Tuesday, January 15, 2013
Release Date: August 28, 2012
Publisher: Knopf Books for Young Readers
Source: Netgalley in exchange for an honest review.
Every day a different body. Every day a different life. Every day in love with the same girl.
There’s never any warning about where it will be or who it will be. A has made peace with that, even established guidelines by which to live: Never get too attached. Avoid being noticed. Do not interfere.
It’s all fine until the morning that A wakes up in the body of Justin and meets Justin’s girlfriend, Rhiannon. From that moment, the rules by which A has been living no longer apply. Because finally A has found someone he wants to be with—day in, day out, day after day(courtesy of Goodreads)

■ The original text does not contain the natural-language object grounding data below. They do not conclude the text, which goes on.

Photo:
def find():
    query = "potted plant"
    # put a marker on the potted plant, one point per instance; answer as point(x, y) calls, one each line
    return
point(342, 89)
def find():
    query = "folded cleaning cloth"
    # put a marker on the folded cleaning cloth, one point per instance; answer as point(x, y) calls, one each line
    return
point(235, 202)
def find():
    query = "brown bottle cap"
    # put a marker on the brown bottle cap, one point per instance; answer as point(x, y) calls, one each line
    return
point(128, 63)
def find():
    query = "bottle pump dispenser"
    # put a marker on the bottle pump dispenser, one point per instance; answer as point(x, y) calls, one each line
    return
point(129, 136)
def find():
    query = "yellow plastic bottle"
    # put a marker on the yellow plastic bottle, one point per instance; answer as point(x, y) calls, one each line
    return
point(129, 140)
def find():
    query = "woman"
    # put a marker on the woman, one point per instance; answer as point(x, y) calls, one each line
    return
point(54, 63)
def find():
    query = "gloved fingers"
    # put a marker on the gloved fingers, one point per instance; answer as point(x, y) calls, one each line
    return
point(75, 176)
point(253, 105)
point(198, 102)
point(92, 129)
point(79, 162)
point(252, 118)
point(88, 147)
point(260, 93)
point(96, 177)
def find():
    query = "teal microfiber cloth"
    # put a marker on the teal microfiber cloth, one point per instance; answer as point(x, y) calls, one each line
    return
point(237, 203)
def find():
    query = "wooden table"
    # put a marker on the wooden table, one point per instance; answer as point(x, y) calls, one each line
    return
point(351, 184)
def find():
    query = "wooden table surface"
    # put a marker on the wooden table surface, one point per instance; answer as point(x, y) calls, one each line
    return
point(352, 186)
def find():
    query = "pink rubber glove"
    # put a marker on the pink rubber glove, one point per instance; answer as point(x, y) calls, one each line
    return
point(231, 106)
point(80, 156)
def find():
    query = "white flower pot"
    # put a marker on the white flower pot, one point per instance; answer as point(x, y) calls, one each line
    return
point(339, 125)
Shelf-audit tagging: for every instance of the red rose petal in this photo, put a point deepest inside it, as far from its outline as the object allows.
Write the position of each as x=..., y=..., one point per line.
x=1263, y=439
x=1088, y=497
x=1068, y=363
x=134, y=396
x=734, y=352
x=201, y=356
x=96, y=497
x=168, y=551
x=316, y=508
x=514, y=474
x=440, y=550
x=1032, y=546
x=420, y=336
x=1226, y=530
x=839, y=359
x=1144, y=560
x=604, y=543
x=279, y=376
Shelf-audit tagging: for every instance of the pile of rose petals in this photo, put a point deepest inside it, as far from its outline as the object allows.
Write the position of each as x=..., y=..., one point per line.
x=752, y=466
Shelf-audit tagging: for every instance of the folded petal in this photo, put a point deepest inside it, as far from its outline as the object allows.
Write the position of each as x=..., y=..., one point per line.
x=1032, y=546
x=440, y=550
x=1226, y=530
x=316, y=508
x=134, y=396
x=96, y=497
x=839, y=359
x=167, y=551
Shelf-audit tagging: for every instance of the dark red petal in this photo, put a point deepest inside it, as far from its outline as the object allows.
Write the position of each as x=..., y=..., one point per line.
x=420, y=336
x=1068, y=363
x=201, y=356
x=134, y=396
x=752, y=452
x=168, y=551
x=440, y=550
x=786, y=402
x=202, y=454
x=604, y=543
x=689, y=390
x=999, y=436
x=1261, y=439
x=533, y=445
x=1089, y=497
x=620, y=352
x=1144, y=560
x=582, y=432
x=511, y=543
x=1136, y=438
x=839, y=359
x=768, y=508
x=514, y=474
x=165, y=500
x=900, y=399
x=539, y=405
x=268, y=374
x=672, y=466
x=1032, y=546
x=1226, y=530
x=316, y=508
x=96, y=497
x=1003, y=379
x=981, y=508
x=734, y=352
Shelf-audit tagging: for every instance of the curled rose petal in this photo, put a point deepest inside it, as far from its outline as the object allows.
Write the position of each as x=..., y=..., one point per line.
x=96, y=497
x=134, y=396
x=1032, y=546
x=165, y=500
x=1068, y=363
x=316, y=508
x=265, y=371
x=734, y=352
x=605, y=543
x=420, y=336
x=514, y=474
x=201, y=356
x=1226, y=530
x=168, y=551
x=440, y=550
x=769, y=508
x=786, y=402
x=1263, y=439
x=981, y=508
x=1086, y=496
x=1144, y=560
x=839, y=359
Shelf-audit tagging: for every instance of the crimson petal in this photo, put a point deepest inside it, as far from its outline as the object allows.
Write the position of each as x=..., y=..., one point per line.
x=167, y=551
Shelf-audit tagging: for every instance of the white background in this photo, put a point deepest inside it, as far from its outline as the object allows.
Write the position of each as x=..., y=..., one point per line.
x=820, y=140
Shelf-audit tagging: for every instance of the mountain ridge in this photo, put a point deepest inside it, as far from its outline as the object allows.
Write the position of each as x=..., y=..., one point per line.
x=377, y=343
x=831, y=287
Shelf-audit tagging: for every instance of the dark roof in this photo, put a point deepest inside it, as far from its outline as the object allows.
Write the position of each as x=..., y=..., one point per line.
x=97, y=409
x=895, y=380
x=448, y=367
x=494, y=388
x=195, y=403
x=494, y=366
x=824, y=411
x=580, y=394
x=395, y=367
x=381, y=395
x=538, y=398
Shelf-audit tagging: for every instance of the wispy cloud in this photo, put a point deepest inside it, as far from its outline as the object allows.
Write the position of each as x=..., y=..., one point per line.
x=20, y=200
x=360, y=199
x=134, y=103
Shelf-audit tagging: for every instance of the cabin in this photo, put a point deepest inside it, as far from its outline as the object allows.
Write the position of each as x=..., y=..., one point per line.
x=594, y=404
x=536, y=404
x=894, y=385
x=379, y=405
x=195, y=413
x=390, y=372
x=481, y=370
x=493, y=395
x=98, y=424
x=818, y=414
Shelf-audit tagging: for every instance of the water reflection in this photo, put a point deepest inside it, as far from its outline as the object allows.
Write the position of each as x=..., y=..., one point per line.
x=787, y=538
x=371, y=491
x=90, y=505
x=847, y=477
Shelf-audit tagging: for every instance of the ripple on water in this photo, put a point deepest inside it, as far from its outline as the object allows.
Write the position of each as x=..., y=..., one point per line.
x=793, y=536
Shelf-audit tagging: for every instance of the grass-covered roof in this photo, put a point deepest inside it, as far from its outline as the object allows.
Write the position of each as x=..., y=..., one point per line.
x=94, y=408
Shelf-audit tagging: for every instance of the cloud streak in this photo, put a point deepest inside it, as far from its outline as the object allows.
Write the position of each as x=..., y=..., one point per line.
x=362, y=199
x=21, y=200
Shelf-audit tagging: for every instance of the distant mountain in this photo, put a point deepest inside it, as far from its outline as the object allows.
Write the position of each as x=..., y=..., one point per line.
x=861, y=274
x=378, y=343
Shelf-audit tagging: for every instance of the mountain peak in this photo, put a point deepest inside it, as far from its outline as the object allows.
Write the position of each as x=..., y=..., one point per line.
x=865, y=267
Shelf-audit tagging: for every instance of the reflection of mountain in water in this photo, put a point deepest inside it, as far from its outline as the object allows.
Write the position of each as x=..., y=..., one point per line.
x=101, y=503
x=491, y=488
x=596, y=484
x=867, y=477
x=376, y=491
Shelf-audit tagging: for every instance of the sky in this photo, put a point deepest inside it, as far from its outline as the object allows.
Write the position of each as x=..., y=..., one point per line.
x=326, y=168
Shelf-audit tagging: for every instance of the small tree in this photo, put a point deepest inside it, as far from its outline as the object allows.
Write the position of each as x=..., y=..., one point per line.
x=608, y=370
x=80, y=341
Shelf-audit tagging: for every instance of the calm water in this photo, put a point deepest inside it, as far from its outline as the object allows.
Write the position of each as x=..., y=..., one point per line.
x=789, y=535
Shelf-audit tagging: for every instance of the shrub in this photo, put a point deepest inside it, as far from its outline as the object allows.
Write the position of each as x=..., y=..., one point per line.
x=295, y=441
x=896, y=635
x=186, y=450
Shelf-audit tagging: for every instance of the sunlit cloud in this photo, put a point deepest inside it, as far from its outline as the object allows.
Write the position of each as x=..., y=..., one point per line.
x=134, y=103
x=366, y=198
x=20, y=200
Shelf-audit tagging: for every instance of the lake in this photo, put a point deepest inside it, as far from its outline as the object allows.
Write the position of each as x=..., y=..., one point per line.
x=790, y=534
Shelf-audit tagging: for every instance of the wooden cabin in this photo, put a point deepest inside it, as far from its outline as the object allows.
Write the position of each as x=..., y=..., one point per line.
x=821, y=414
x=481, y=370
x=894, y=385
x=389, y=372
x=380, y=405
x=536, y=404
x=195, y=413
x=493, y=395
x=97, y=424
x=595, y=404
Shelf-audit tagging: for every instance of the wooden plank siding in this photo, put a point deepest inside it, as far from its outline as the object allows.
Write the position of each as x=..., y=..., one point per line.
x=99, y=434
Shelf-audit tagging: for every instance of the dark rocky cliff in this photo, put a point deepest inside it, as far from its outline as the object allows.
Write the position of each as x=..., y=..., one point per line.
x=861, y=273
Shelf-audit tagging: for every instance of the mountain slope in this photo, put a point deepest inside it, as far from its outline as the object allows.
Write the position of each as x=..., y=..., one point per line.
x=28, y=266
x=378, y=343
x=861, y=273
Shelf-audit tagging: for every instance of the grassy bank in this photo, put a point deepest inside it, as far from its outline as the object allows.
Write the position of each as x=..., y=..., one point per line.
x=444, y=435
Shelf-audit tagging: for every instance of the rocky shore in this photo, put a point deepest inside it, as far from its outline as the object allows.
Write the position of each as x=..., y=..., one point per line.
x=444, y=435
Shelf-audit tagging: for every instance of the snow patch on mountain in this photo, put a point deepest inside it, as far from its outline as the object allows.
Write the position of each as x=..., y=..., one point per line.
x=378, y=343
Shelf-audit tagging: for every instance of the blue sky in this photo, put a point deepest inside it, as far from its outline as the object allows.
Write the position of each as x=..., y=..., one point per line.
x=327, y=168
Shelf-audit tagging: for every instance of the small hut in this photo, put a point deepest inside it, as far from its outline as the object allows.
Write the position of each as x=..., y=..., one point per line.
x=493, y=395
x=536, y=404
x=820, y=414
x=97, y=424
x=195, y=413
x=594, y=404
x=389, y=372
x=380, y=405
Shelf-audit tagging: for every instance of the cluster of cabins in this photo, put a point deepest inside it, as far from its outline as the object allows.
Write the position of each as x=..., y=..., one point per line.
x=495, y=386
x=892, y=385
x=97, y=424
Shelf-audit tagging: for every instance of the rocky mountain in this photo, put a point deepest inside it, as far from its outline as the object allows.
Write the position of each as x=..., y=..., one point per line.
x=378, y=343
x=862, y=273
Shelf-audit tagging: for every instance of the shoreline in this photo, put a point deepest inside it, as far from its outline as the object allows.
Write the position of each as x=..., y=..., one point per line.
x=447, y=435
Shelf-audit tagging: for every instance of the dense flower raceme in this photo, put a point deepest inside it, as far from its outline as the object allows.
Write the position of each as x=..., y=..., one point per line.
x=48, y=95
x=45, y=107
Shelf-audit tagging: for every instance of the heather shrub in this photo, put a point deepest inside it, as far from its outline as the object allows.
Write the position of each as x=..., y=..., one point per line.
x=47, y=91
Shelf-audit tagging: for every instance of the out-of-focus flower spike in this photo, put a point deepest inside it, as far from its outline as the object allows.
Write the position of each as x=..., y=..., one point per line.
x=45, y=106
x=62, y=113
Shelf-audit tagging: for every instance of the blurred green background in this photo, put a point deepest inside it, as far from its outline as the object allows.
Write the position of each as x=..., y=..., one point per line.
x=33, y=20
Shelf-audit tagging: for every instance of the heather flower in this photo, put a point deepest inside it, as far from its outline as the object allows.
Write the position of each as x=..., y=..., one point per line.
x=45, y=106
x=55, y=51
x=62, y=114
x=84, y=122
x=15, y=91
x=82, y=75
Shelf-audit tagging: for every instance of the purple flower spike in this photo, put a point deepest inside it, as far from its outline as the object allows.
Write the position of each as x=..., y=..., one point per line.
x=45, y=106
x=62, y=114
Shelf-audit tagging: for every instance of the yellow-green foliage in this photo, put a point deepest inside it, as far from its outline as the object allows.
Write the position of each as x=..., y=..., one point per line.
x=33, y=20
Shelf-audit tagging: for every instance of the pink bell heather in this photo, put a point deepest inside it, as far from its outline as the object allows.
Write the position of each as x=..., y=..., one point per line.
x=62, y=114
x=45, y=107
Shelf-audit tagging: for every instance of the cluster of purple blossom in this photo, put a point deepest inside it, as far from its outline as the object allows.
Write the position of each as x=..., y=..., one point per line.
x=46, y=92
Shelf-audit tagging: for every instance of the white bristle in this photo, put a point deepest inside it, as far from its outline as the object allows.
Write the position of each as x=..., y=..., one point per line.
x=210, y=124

**The main character of this book is ardently described as being neither male nor female. I'm using him/her to refer to 'A' or just using 'A'. This makes the prose of the review a bit awkward, so I apologize in advance.
Every Day is one of the most thought provoking and touching books I read in 2012. 'A' the main character, is a person who you will grow to love, but also find frustratingly short-sighted. At the time, I blamed these character flaws on the author. Now, I'm wondering whether Levithan put them there on purpose - I don't know.
Can you imagine the only life you've ever known is waking up in the body of a different person every day? You're like an alien invader. The thought of living a million different lives at first seems invigorating; you'd certainly never lack for variety. But also imagine never having a family, no friends, no house, no clothes...absolutely no life independent of the people who temporarily inhabit? How isolating.
'A' has figured things out after 16 years of being a body snatcher. 'A' is cautious to the extreme. Not doing anything to expose himself/herself or to make the life of his/her host more difficult. 'A' is flexible, resourceful, and quick to catch on to his/her host's personalities and habits. I greatly respected how 'A' managed to create even a small life for himself/herself while remaining sensitive to his/her hosts.
This all changes when 'A' meets Rhiannon, the girlfriend of a jerk whose body 'A' inhabited. 'A' falls head-over-heels in love with this sweet girl. Suddenly,'A' is using his/her host bodies to go to almost any length to see Rhiannon. It's not so much that 'A' is forgetting to be cautious, but more that he/she is weighing the pro's and con's and caution loses.
I had a little trouble with A's ability to empathize with Rhiannon. In other parts of 'A''s life, empathy is one of A's strong suit. It's hard not to relate to people when you've lived so many of their lives. Yet, 'A' was also incredibly short-sighted when it came to Rhiannon. She was stuck in an abusive relationship. 'A' desperately wanted Rhiannon to get rid of him. I was annoyed at how angry 'A' got about Justin (the bad boyfriend). I understood 'A' hating seeing Rhiannon in a bad position, but his/her anger made 'A' seem more like a jerk than a caring friend. 'A' just couldn't comprehend why she didn't drop him and lashed out. I wonder if the author also feels A's reaction to be a character flaw. Perhaps 'A''s inexperience with long term relationships, in any form, make it nearly impossible for him/her to understand Rhiannon's reticence.
Every Day is a book readable yet deep. It has a unique quasi-paranormal framework that the reader quickly understands. The world-building fits seamlessly into the plot. And while I didn't always agree with A's actions or thoughts, I very much enjoyed spending a book inside his/her head. If you're still questioning whether to read this book, read it for the ending. It was perfect - perfect for this book at least. It makes me smile wistfully just thinking about it.